Nickelodeon’s Bought Ninja Turtles

Teenage Mutants find a new home

Nickelodeon's Bought Ninja Turtles

by Helen O’Hara |
Published on

There was talk of us seeing a new live-action Teenage Mutant Ninja Turtles movie in 2010, but it's looking more like 2012 with the news that Mirage, the company that has owned the rights to the Heroes in a Half-Shell since 1984, has sold them for $60 million to Viacom's Nickelodeon.

That's right; the world's most fearsome fighting team has moved home, and Nickelodeon is now planning not just a new film for 2012, but also a CG-animated TV series to run alongside it. Whether that means that the film will be animated too, like 2007's TMNT, remains to be seen. On the one hand, the CG in TMNT meant that the Turtles could actually move properly and high-kick without their costumes getting in the way; on the down side, no one seems to have as much fondness for it as we do for the shonkier old films.
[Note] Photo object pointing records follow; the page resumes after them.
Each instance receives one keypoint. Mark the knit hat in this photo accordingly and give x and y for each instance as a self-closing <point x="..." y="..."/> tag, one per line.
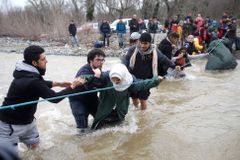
<point x="145" y="37"/>
<point x="135" y="35"/>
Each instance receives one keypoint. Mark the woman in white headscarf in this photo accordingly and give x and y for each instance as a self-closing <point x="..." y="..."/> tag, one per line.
<point x="113" y="103"/>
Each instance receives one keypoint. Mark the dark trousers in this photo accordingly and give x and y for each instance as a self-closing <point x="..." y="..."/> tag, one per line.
<point x="81" y="111"/>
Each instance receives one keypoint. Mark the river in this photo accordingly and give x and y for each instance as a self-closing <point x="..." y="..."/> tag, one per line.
<point x="196" y="118"/>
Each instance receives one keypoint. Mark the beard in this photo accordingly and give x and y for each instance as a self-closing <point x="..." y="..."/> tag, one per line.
<point x="41" y="71"/>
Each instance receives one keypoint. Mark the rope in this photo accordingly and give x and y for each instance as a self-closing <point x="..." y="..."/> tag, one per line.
<point x="13" y="106"/>
<point x="219" y="41"/>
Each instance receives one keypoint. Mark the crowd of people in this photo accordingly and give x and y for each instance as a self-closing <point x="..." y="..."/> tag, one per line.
<point x="143" y="67"/>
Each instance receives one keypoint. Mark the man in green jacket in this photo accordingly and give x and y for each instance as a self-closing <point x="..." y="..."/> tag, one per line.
<point x="114" y="103"/>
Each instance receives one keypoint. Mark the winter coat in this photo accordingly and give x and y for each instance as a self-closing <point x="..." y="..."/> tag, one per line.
<point x="134" y="25"/>
<point x="105" y="28"/>
<point x="27" y="85"/>
<point x="143" y="65"/>
<point x="121" y="28"/>
<point x="117" y="102"/>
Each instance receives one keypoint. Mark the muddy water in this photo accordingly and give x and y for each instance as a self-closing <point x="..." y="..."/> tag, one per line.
<point x="197" y="118"/>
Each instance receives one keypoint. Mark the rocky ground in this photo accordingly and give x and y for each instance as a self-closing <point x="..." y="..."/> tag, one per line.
<point x="17" y="45"/>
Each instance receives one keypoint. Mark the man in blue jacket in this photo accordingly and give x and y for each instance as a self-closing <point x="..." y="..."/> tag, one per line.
<point x="19" y="124"/>
<point x="84" y="105"/>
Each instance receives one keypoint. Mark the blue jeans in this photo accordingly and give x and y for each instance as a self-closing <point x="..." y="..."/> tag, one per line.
<point x="80" y="113"/>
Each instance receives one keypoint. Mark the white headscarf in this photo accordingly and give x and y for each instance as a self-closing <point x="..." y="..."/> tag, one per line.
<point x="120" y="71"/>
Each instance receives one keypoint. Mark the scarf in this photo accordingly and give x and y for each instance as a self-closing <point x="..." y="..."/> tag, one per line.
<point x="120" y="71"/>
<point x="151" y="50"/>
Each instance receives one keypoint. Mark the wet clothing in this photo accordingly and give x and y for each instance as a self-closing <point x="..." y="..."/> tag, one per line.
<point x="27" y="85"/>
<point x="84" y="105"/>
<point x="143" y="64"/>
<point x="113" y="105"/>
<point x="143" y="68"/>
<point x="220" y="57"/>
<point x="184" y="61"/>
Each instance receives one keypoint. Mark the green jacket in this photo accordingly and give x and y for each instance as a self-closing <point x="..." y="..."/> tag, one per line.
<point x="112" y="99"/>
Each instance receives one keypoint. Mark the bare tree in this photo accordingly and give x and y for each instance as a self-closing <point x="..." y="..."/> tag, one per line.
<point x="119" y="7"/>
For those three of you who don't know them well, the Turtles were created by Peter Laird and Kevin Eastman in 1984, and were four baby turtles mutated by toxic waste into human-sized, intelligent (well, maybe not Michelangelo) creatures. Their mutated rat mentor Splinter named them after Renaissance artists (Leonardo, Donatello, Michelangelo and Raphael) and taught them martial arts, which they use against bad guy Shredder and his henchmen.

So what do you think readers? CG or live-action? And are you more interested in seeing the Turtles back on the big screen or back on TV?